One of my favorite biblical passages related to marriage is found in Ecclesiastes 4:9-12, which says this:
“Two are better than one, because they have a good reward for their labor. For if they fall, one will lift up his companion. But woe to him who is alone when he falls, for he has no one to help him up. Again, if two lie down together, they will keep warm; but how can one be warm alone? Though one may be overpowered by another, two can withstand him. And a threefold cord is not quickly broken.”
When we read about how God created marriage in the Garden of Eden, we always think of the first couple, Adam and Eve. That’s two people. We tend to forget that the Bible says God walked among them in the Garden. It wasn’t just Adam and Eve. It was Adam and Eve and God—a cord of three strands.
A successful marriage requires a man and a wife, with God at the center. This three-part relationship is essential to success—especially in building a marriage that can survive the trials of life.
At a recent conference, I had the honor of hosting three celebrity couples and talking to them about what it meant for God to be central to their marriages. Here are three things that stand out.
Sexuality: Sean and Catherine Lowe met the old-fashioned way—he was a contestant on The Bachelor and she was one of the women vying for his affection. Actually, there’s nothing traditional about the format, but Sean, a devout Christian, was determined to remain a role model throughout the process.
After connecting during the show, the couple made headlines by announcing they would wait until marriage to have sex. By inviting God into their burgeoning relationship, they set an example for everyone watching them.
“You will not regret that decision to wait until marriage,” Sean says. “It’s such a special, intimate thing that God has created for you and that one person you’re going to go through life with.” Catherine told me that the two of them held each other accountable. “It’s the most amazing thing that I have been blessed with,” she says.
Communication: Tim Brown is an NFL Hall of Fame receiver who won the Heisman Trophy in 1987 and spent the bulk of his career with the Oakland Raiders. He was known for his intense work ethic on and off the field, but said his relationship with his wife, Sherice, required just as much effort—and maybe more.
“Marriage is probably the most difficult thing that you ever go through, without a doubt. This is an ever-changing being,” Tim says. He explains that it’s essential to turn to God when “things start to slide a little bit” in your relationship.
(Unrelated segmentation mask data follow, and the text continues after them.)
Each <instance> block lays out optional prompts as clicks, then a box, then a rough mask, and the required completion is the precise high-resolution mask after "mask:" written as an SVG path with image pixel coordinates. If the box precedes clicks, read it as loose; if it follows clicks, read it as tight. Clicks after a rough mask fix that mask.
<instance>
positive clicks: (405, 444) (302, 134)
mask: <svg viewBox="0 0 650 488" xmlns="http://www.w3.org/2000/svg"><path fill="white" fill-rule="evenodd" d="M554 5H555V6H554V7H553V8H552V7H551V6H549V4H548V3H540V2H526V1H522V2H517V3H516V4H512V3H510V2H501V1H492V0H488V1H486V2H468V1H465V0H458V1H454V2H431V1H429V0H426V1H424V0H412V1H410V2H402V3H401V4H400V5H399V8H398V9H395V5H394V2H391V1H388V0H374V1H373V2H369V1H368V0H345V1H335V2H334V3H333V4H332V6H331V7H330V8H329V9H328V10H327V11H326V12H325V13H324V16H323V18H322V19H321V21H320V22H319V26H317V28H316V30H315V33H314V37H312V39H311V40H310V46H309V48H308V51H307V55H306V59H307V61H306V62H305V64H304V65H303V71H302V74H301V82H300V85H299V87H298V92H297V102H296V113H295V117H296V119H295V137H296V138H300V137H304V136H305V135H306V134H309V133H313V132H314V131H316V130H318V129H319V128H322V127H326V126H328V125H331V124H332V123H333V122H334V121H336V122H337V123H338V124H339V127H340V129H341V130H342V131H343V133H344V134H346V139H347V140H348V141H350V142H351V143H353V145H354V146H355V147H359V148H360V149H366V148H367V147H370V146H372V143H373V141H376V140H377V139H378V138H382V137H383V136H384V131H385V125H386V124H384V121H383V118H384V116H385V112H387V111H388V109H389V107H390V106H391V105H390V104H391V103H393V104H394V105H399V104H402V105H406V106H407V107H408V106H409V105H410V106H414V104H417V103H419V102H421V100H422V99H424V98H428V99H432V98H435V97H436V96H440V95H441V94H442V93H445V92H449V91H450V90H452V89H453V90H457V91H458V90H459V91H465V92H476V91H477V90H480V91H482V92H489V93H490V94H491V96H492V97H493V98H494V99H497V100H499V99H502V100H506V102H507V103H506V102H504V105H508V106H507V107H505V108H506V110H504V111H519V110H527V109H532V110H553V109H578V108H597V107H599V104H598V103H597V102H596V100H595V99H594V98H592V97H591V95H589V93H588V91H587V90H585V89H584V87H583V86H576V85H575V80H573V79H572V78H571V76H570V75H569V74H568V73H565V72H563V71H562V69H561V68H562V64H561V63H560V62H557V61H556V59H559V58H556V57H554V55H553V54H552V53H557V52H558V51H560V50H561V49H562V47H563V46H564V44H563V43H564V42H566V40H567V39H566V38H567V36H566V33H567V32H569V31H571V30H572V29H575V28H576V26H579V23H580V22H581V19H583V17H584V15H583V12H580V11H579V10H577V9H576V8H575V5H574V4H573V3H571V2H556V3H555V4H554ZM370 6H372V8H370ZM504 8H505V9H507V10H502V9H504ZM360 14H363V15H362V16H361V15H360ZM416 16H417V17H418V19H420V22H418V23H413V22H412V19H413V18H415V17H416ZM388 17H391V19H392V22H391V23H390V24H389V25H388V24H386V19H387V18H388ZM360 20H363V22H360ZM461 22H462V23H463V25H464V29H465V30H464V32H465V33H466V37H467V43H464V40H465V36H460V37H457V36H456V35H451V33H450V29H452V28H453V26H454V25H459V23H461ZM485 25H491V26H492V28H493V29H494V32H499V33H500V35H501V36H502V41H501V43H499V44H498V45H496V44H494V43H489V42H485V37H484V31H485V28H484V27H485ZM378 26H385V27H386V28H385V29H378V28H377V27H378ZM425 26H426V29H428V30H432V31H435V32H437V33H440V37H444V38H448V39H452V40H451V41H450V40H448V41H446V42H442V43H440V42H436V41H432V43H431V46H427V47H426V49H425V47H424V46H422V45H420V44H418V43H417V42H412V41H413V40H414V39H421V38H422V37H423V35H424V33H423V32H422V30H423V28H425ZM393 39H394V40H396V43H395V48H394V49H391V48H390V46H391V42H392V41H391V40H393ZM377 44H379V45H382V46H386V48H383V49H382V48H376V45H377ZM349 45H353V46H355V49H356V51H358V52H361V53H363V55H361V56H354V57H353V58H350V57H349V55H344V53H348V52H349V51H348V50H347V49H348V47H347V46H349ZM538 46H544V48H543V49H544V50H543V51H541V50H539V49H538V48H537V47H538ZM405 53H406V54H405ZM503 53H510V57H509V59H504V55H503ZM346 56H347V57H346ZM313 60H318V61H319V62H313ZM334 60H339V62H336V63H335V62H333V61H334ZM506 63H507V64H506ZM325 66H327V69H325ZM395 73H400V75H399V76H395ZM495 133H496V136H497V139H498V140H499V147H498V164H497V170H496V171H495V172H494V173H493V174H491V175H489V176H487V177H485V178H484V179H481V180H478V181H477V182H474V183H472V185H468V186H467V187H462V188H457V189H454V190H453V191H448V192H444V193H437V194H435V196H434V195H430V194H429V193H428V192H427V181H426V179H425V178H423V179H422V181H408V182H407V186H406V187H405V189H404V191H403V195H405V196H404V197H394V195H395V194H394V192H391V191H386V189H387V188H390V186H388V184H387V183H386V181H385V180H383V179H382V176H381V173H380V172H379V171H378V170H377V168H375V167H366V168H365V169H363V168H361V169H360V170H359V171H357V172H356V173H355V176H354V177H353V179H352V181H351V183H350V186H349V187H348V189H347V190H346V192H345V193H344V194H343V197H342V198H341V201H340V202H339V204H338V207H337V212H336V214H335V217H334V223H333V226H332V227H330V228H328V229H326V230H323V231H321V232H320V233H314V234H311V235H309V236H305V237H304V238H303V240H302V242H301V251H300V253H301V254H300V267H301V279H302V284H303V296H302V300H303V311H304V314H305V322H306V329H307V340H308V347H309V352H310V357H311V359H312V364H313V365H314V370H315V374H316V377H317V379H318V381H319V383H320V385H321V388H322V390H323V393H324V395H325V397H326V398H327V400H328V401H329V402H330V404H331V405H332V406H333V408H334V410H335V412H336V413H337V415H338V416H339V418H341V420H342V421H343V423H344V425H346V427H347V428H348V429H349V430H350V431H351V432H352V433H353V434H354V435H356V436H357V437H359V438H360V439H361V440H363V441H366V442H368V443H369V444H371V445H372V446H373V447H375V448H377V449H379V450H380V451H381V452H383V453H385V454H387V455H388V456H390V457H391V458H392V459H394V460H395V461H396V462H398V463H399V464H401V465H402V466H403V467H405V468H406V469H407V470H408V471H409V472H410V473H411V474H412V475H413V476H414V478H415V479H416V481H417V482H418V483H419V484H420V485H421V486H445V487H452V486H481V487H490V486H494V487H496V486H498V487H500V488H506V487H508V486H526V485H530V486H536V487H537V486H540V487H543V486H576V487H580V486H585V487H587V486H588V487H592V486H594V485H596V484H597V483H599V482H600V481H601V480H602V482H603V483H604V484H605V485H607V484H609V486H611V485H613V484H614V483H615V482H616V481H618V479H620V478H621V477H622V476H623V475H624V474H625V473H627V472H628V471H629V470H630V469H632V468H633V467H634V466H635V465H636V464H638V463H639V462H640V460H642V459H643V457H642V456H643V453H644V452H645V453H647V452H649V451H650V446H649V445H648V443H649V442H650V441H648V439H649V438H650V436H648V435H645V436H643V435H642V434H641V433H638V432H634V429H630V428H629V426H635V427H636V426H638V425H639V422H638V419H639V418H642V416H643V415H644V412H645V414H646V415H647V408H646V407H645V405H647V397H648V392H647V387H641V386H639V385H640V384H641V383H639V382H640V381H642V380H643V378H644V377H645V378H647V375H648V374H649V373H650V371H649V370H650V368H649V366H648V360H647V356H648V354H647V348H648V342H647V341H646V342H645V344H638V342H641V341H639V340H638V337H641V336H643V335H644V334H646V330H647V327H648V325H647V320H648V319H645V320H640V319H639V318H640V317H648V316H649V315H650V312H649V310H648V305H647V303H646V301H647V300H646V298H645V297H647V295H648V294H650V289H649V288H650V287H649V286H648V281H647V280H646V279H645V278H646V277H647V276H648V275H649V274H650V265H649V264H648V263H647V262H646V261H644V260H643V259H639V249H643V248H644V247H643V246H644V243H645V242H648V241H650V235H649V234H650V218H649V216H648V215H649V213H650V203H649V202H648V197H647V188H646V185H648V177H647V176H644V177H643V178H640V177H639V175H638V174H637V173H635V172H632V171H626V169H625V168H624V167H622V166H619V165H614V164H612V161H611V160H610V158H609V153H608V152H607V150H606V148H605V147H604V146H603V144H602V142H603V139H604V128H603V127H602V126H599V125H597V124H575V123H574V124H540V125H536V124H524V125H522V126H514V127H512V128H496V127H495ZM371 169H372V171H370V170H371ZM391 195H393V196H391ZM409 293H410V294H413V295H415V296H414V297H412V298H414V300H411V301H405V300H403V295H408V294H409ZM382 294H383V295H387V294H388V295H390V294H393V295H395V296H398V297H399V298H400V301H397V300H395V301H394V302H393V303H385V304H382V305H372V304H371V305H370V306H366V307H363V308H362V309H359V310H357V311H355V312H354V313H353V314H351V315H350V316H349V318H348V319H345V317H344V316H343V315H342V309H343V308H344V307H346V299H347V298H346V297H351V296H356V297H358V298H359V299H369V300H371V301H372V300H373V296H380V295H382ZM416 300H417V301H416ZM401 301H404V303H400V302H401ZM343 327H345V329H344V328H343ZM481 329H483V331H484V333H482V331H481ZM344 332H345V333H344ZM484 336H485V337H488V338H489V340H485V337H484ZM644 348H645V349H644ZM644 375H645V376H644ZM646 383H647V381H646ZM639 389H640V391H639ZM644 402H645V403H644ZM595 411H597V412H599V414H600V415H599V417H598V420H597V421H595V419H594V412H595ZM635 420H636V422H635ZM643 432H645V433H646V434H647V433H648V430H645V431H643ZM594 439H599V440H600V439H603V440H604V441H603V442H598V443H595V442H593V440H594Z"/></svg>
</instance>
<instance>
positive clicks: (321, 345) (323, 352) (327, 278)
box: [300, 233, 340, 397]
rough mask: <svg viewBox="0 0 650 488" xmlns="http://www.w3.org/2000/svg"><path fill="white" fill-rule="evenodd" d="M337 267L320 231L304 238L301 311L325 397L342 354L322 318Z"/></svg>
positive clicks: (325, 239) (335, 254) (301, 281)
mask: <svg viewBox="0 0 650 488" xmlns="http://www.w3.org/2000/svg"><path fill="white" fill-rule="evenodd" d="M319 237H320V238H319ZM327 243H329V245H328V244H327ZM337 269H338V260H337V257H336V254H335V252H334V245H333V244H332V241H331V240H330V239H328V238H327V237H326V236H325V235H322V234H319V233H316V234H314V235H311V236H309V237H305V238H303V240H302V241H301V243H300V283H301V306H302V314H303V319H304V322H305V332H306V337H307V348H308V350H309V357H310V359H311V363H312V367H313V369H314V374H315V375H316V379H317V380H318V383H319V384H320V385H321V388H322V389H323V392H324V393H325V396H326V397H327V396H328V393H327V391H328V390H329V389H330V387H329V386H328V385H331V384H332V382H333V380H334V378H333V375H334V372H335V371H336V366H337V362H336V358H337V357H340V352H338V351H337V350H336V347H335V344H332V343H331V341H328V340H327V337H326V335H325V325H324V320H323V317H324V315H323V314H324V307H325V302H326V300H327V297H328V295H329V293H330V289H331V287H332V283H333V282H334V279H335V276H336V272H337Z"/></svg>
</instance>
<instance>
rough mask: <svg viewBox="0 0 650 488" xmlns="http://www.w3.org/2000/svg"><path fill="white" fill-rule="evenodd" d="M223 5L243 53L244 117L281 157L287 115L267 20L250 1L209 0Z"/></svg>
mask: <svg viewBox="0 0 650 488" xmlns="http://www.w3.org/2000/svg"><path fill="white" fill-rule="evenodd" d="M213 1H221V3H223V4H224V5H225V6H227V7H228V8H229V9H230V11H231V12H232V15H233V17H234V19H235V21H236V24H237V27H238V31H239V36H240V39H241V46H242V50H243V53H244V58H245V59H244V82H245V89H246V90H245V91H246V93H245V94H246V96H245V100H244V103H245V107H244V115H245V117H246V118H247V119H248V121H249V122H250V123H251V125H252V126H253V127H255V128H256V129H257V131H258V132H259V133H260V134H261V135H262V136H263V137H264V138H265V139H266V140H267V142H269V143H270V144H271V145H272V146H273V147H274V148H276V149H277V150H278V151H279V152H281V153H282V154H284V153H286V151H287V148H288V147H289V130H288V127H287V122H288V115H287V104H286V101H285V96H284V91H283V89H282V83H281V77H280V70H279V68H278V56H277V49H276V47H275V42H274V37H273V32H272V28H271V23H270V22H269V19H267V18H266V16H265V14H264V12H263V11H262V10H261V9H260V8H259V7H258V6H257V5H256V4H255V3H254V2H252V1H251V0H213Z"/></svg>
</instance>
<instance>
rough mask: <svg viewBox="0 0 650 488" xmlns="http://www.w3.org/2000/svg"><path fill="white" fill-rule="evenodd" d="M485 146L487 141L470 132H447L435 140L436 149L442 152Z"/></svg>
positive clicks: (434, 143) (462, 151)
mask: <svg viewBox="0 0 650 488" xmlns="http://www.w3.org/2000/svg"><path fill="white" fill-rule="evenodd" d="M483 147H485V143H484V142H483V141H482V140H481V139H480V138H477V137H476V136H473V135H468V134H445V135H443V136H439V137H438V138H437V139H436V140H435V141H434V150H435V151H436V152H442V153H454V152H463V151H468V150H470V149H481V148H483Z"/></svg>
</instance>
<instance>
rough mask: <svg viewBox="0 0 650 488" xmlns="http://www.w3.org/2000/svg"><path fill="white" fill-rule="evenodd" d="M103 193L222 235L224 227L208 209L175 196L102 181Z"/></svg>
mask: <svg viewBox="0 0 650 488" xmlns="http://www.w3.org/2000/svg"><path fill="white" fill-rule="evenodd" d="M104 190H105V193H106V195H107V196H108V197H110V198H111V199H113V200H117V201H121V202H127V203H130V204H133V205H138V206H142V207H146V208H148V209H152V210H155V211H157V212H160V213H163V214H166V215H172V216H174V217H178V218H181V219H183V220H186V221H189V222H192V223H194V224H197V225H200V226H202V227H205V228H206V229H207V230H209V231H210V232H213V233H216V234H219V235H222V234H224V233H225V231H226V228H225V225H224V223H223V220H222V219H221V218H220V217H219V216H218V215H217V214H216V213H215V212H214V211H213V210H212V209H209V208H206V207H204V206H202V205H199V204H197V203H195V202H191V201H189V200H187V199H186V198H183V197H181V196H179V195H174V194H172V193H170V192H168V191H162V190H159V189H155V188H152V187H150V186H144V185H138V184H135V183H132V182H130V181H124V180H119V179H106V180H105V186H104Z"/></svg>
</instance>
Sherice agrees, and says a couple has to rely on God to help them work through decisions and disagreements. “Communication is key,” she explains. “If you don’t communicate, then there’s no way that your marriage is going to survive.
Tragedy: Singer-songwriter Steven Curtis Chapman and his wife, Mary Beth, went through a very public time of grief after their daughter, Maria, was killed in a car accident in their driveway. The only way the devastating event didn’t destroy their marriage was the fact that they relied on God to be their unbreakable strand.
“If God were not in the center of our relationship, it is a 100-percent truth we would not have survived,” Mary Beth says. Steven says that even when they had no clue how to love or understand each other in the wake of the heartbreak, they could turn to God, who became their anchor.
“We’re trusting that your Word is true. We’re anchoring our hearts to that right now in this moment,” Steven says they prayed. “He has been faithful through all of it.”
Marriage is difficult. It requires work. Even godly relationships will encounter serious challenges. When these trials arrive, it’s important to have your marriage intertwined with God. These couples show that a “threefold cord” really can’t be broken.